The projects are expected to develop over 1.7 million acre-feet of additional water storage capacity, enough water to support 6.8 million people for a year. The funding will also invest in two feasibility studies that could advance water storage capacity further once completed.
“In the wake of severe drought across the West, the Department is putting funding from President Biden’s Bipartisan Infrastructure Law to work to expand access to clean, reliable water and mitigate the impacts of this crisis,” said Secretary Deb Haaland. “Water is essential to every community – for feeding families, growing crops, powering agricultural businesses, and sustaining wildlife and our environment. Through the investments we are announcing today, we will advance water storage and conveyance supporting local water management agencies, farmers, families and wildlife.”
“Through the Bipartisan Infrastructure Law, the Biden-Harris administration is dramatically advancing our mission at the Bureau of Reclamation to deliver water and power in an environmentally and economically sustainable manner for the American West,” said Bureau of Reclamation Commissioner Camille Calimlim Touton. “Our investment in these projects will increase water storage capacity and lay conveyance pipeline to deliver reliable and safe drinking water and build resiliency for communities most impacted by drought.”
The Bipartisan Infrastructure Law allocates $8.3 billion for Bureau of Reclamation water infrastructure projects over the next five years to advance drought resilience and expand access to clean water for families, farmers, and wildlife. The investment will repair aging water delivery systems, secure dams, and complete rural water projects, and protect aquatic ecosystems. The funding announced today is part of the $1.05 billion in Water Storage, Groundwater Storage and Conveyance Projects provided by the Law.
The selected projects are:
Verde River Sediment Mitigation Study: $5 million to provide the federal cost share for conducting the Verde River Sedimentation feasibility study, which would identify alternatives to restore at least 46,000 acre-feet of water storage lost due to accumulation of sediment at Horseshoe Reservoir. It would also determine a plan for future management of sediment at Horseshoe and Bartlett Reservoirs and investigate potential operational flexibilities created with increased storage capacity to assist in mitigating impacts of drought and climate change on water availability. An appraisal study was completed in 2021.
B.F. Sisk Dam Raise and Reservoir Expansion Project: $25 million to the San Luis and Delta-Mendota Authority, to pursue the B.F. Sisk Dam Raise and Reservoir Expansion Project. The project is associated with the B.F. Sisk Safety of Dams Modification Project.
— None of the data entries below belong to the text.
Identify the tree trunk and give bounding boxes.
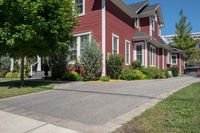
[20,55,25,87]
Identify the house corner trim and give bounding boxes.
[102,0,106,76]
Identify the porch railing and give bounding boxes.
[30,61,39,76]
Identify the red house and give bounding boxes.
[70,0,185,75]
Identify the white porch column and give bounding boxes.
[162,48,165,70]
[101,0,106,76]
[37,55,42,71]
[10,58,14,72]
Once complete, the project will develop approximately 130,000 acre-feet of additional storage.
North of Delta Off Stream Storage (Sites Reservoir Project): $30 million to pursue off stream storage capable for up to 1.5 million acre-feet of water in the Sacramento River system located in the Coast range mountains west of Maxwell, California. The reservoir would utilize new and existing facilities to move water into and out of the reservoir, with ultimate release to the Sacramento River system via existing canals, a new pipeline near Dunnigan, and the Colusa Basin Drain.
Los Vaqueros Reservoir Expansion Phase II: $82 million to efficiently integrate approximately 115,000 acre-feet of additional storage through new conveyance facilities with existing facilities to allow Delta water supplies to be safely diverted, stored and delivered to beneficiaries.
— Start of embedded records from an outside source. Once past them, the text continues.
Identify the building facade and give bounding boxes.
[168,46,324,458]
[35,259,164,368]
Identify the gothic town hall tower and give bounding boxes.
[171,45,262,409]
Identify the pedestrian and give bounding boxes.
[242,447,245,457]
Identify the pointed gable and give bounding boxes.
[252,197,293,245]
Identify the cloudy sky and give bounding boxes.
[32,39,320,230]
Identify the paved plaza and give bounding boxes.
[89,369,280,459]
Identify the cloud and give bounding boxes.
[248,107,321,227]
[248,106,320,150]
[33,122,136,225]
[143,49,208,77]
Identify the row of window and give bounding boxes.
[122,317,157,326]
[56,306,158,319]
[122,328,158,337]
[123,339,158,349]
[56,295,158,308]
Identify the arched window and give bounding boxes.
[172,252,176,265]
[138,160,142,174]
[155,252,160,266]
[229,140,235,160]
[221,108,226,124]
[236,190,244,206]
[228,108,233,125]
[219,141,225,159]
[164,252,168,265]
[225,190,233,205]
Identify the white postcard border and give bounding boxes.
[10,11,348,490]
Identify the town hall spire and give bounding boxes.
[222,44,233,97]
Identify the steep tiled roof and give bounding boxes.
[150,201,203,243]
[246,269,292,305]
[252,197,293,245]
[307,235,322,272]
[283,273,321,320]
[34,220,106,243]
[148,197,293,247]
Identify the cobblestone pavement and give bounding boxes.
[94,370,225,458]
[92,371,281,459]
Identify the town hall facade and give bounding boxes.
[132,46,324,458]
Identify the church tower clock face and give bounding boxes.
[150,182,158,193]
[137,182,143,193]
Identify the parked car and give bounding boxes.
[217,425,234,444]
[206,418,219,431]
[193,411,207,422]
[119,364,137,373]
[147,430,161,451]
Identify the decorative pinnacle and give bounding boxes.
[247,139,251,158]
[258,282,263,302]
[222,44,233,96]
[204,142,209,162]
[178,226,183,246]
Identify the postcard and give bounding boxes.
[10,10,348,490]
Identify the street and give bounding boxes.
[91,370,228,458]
Arkansas Valley Conduit: $60 million to continue the facilitation of supplying a safe, long-term water supply to an estimated 50,000 people in 40 rural communities along the Arkansas River. Once complete the project will replace current groundwater sources contaminated with radionuclides and help communities comply with Environmental Protection Act drinking water regulations through more than 230 miles of pipelines designed to deliver up to about 7,500 acre-feet per year from Pueblo Reservoir.
Dry Redwater Regional Water System Feasibility Study: $3 million to provide the authorized federal cost-share for finishing the Dry Redwater Regional Water System Feasibility Study.
Cle Elum Pool Raise: $5 million to increase the reservoir’s capacity an additional 14,600 acre-feet to be managed for instream flows for fish. Additional efforts include shoreline protection that will provide mitigation for the pool raise.
The Department also recently announced new steps for drought mitigation in the Colorado River Basin supported by the Inflation Reduction Act, releasing a request for proposals for water system conservation measures as part of the newly created Lower Colorado River Basin System Conservation and Efficiency Program. The Act provides $4 billion in funding for water management and conservation in the Colorado River Basin, including at least $500 million for projects in the Upper Basin states that will result in water conservation throughout the system.